Innovative proposals outside of these specific interest areas may be considered. However, prior to submission, it is recommended that the Principal Investigator contact the Program Director to avoid the possibility of the proposal being returned without review.
The duration of unsolicited awards is generally one to three years. The typical award size for the program is $100,000 per year. Proposals requesting a substantially higher amount than this, without prior consultation with the Program Director, may be returned without review.
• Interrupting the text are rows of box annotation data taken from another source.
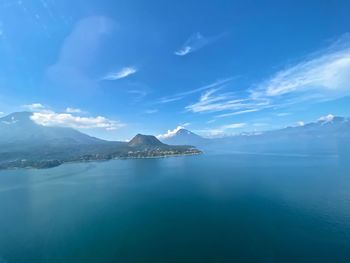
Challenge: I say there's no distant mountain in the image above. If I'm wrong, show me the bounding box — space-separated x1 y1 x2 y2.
162 115 350 155
128 134 165 147
162 129 208 146
0 112 103 145
0 112 200 169
203 117 350 155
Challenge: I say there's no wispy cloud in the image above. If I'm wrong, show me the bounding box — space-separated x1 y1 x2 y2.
157 77 234 103
157 125 185 139
66 107 84 113
276 112 291 117
31 110 125 130
22 103 45 111
185 35 350 117
251 35 350 101
186 89 269 113
22 103 125 130
145 109 158 114
196 123 247 137
102 67 137 80
215 109 259 118
174 32 224 56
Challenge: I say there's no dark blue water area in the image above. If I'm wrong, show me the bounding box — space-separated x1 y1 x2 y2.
0 154 350 263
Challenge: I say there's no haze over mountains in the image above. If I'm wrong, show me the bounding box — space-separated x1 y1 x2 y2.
162 115 350 155
0 112 200 168
0 112 350 168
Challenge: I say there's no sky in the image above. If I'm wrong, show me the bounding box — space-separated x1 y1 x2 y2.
0 0 350 140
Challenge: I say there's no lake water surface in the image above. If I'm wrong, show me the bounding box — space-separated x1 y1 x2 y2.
0 154 350 263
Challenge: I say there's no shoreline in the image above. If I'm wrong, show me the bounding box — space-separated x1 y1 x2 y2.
0 151 203 172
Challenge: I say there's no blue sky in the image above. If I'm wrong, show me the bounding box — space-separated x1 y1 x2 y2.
0 0 350 140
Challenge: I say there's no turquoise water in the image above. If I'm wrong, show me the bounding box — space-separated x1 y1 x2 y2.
0 154 350 263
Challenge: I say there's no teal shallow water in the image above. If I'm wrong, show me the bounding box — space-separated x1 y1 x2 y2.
0 154 350 263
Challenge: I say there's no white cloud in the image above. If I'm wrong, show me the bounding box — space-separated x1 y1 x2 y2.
102 67 137 80
185 34 350 117
318 114 334 122
251 35 350 98
174 32 224 56
196 123 247 137
31 111 125 130
276 112 291 117
157 123 190 139
158 77 234 103
145 109 158 114
174 46 192 56
186 89 268 113
221 123 246 130
216 109 259 118
66 107 83 113
22 103 45 111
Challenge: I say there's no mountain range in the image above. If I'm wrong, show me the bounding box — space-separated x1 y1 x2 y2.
0 112 201 169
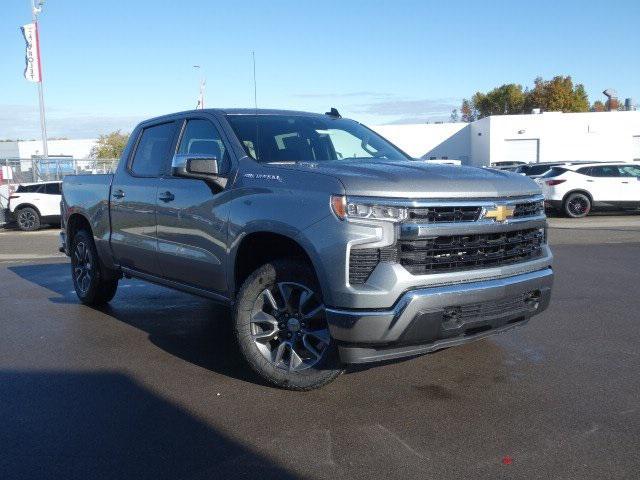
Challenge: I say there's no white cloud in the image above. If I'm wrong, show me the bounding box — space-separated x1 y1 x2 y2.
0 105 145 139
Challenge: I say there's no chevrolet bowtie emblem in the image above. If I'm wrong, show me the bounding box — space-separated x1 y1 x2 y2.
484 205 515 222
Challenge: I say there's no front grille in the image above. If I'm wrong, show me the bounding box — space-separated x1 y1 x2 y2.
349 247 398 285
398 228 544 275
407 206 482 223
513 200 544 218
443 293 531 324
349 228 544 285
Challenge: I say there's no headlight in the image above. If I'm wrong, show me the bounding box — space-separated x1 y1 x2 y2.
331 195 407 222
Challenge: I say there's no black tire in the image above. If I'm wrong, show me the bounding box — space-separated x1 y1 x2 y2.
562 192 591 218
16 207 40 232
233 259 342 391
71 230 118 306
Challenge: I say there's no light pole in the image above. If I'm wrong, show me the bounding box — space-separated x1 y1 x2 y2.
31 0 49 181
193 65 207 110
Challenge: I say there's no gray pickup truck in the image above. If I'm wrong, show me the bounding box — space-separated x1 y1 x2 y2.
61 109 553 390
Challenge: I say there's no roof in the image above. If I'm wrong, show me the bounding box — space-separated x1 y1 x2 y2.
558 162 634 170
142 108 336 123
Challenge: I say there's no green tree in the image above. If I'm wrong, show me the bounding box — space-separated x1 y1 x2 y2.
91 130 129 158
471 83 525 118
525 75 589 112
460 98 477 122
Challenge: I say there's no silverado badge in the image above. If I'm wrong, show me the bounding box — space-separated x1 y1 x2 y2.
483 205 515 222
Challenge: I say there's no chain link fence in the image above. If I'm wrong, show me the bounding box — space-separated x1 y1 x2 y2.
0 157 118 226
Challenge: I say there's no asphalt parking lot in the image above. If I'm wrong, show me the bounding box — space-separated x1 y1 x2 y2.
0 215 640 480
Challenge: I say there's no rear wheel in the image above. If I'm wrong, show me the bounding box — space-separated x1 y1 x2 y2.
16 207 40 232
563 193 591 218
71 230 118 306
234 259 342 390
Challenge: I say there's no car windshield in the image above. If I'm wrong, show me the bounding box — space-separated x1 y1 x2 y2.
542 167 567 178
227 115 410 163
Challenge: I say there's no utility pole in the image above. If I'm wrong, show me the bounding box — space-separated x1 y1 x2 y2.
193 65 207 110
31 0 49 181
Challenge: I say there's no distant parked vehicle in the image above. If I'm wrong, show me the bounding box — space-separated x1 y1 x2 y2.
416 158 462 166
9 182 62 232
513 162 590 178
489 161 527 170
535 163 640 218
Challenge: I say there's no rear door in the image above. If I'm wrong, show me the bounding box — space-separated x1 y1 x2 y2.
157 116 230 293
578 165 628 203
40 182 62 217
111 121 176 275
618 165 640 205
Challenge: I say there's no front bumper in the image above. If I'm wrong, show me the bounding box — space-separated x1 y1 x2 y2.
58 230 69 255
327 268 553 363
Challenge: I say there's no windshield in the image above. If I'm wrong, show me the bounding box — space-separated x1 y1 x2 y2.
227 115 409 163
542 167 567 178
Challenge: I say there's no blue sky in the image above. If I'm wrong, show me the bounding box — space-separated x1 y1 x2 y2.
0 0 640 138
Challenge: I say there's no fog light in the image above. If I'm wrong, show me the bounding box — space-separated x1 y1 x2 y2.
524 290 541 310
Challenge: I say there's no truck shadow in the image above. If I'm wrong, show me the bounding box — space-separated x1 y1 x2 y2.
0 370 298 479
9 263 267 386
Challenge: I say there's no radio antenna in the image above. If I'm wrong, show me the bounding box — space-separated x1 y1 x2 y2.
251 51 258 110
251 50 260 161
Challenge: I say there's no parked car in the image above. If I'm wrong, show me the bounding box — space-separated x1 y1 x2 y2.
536 163 640 218
9 182 62 231
61 109 553 390
489 161 527 170
513 161 593 178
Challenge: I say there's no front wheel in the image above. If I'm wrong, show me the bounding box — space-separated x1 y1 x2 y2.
564 193 591 218
234 259 342 390
71 230 118 306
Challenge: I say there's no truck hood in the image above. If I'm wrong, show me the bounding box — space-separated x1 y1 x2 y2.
278 159 540 198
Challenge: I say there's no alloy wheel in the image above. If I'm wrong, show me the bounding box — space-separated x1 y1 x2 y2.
71 242 93 295
251 282 331 372
18 210 37 230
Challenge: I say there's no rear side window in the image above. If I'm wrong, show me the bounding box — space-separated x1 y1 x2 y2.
542 167 567 178
16 183 44 193
44 183 60 195
178 119 227 160
618 165 640 177
130 122 175 177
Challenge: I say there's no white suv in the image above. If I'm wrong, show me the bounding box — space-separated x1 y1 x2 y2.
9 182 62 231
535 162 640 218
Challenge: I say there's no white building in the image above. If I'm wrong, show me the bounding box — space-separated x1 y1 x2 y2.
373 111 640 166
0 138 97 160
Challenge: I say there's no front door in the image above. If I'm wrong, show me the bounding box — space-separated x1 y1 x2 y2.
157 118 230 294
111 122 176 275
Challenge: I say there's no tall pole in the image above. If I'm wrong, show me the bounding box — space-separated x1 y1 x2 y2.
193 65 207 110
31 0 49 181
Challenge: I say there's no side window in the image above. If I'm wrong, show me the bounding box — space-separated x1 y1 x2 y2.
44 183 60 195
131 122 175 177
178 119 227 161
618 165 640 177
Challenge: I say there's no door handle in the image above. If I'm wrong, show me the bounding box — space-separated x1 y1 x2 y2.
158 192 176 203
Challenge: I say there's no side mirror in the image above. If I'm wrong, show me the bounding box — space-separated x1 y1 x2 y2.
171 153 220 179
186 157 218 175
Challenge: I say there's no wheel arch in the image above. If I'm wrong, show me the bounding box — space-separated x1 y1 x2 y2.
230 231 322 298
65 212 93 246
13 202 42 217
562 188 593 203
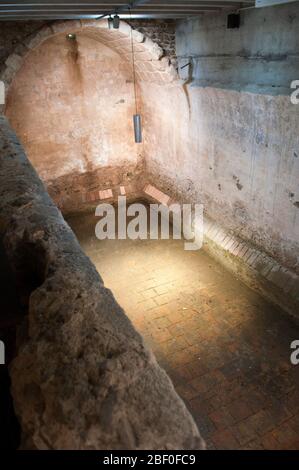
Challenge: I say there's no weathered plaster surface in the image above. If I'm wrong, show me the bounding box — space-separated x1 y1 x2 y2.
142 86 299 272
0 117 204 450
6 34 140 181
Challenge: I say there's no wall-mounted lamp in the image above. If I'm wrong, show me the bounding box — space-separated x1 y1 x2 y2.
133 114 142 144
113 15 120 29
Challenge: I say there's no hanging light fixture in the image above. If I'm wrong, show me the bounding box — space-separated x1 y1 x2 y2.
113 15 120 29
130 9 142 144
108 16 113 29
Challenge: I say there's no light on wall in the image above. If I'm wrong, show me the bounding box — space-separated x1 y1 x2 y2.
113 15 120 29
130 10 142 144
108 16 113 29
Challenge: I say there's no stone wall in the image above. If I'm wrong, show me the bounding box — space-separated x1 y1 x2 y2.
0 117 203 450
0 20 177 213
129 20 177 65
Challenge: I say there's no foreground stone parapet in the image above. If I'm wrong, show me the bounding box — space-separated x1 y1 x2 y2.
0 117 204 449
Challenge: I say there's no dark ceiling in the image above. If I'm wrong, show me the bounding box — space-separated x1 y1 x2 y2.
0 0 254 20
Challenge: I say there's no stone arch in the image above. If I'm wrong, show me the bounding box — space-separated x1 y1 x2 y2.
0 19 178 112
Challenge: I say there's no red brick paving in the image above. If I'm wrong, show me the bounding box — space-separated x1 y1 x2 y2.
69 215 299 449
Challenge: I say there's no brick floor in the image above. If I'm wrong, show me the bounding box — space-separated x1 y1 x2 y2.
69 215 299 449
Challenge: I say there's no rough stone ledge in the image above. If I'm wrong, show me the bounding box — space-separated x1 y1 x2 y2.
0 117 204 449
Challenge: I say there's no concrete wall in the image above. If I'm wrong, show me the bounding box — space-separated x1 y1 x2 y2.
176 2 299 95
142 4 299 280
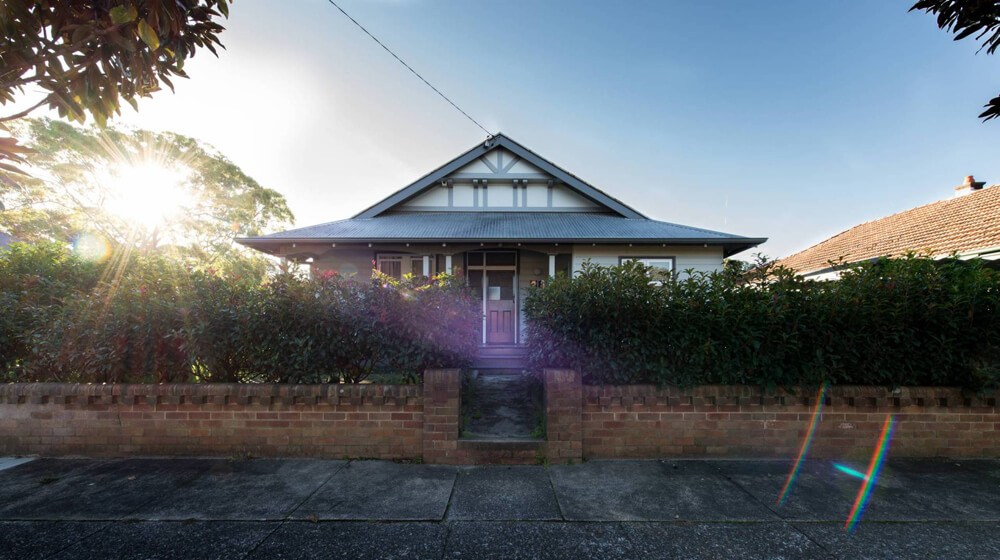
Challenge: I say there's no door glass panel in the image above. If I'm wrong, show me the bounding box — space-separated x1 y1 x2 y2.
486 252 515 266
486 270 514 301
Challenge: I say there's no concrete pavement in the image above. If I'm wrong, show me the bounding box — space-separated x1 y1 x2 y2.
0 459 1000 560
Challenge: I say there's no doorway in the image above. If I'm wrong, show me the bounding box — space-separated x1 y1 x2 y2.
466 251 518 346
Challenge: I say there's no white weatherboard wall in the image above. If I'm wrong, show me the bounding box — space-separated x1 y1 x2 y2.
573 244 722 274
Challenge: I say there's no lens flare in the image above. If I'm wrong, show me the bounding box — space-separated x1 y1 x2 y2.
73 233 111 263
833 463 868 480
778 383 827 507
844 414 894 533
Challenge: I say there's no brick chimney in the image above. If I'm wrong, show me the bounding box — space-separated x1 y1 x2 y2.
955 175 986 197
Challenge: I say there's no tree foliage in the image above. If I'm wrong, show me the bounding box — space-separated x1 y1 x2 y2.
0 119 294 276
0 0 231 180
525 256 1000 389
910 0 1000 121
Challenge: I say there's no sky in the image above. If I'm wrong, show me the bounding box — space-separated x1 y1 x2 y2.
15 0 1000 258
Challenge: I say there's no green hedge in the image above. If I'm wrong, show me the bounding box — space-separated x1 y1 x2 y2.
0 245 481 383
525 256 1000 389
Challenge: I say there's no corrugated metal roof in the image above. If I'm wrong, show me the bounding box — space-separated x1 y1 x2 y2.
240 212 763 246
INFORMATION COMMON TO MOST CBET PROGRAMS
Proposals should address the novelty and/or potentially transformative nature of the proposed work compared to previous work in the field. Also, it is important to address why the proposed work is important in terms of engineering science, as well as to also project the potential impact on society and/or industry of success in the research. The novelty or potentially transformative nature of the research should be included, as a minimum, in the Project Summary of each proposal.
Faculty Early Career Development (CAREER) program proposals are strongly encouraged. Award duration is five years. The submission deadline for Engineering CAREER proposals is in July every year. Please see the CAREER URL here for more information.
Proposals for Conferences, Workshops, and Supplements: PIs are strongly encouraged to discuss their requests with the Program Director before submission of the proposal.
Grants for Rapid Response Research (RAPID) and EArly-concept Grants for Exploratory Research (EAGER) are also considered when appropriate. Please note that proposals of these types must be discussed with the program director before submission. Further details are available in the Proposal and Award Policies and Procedures Guide (PAPPG) download found here. Grant Opportunities for Academic Liaison with Industry (GOALI) proposals that integrate fundamental research with translational results and are consistent with the application areas of interest to each program are also encouraged. Please note that GOALI proposals must be submitted during the annual unsolicited proposal window for each program. More information on GOALI can be found here.
COMPLIANCE: Proposals which are not compliant with the Proposal and Award Policies and Procedures Guide (PAPPG) will be returned without review.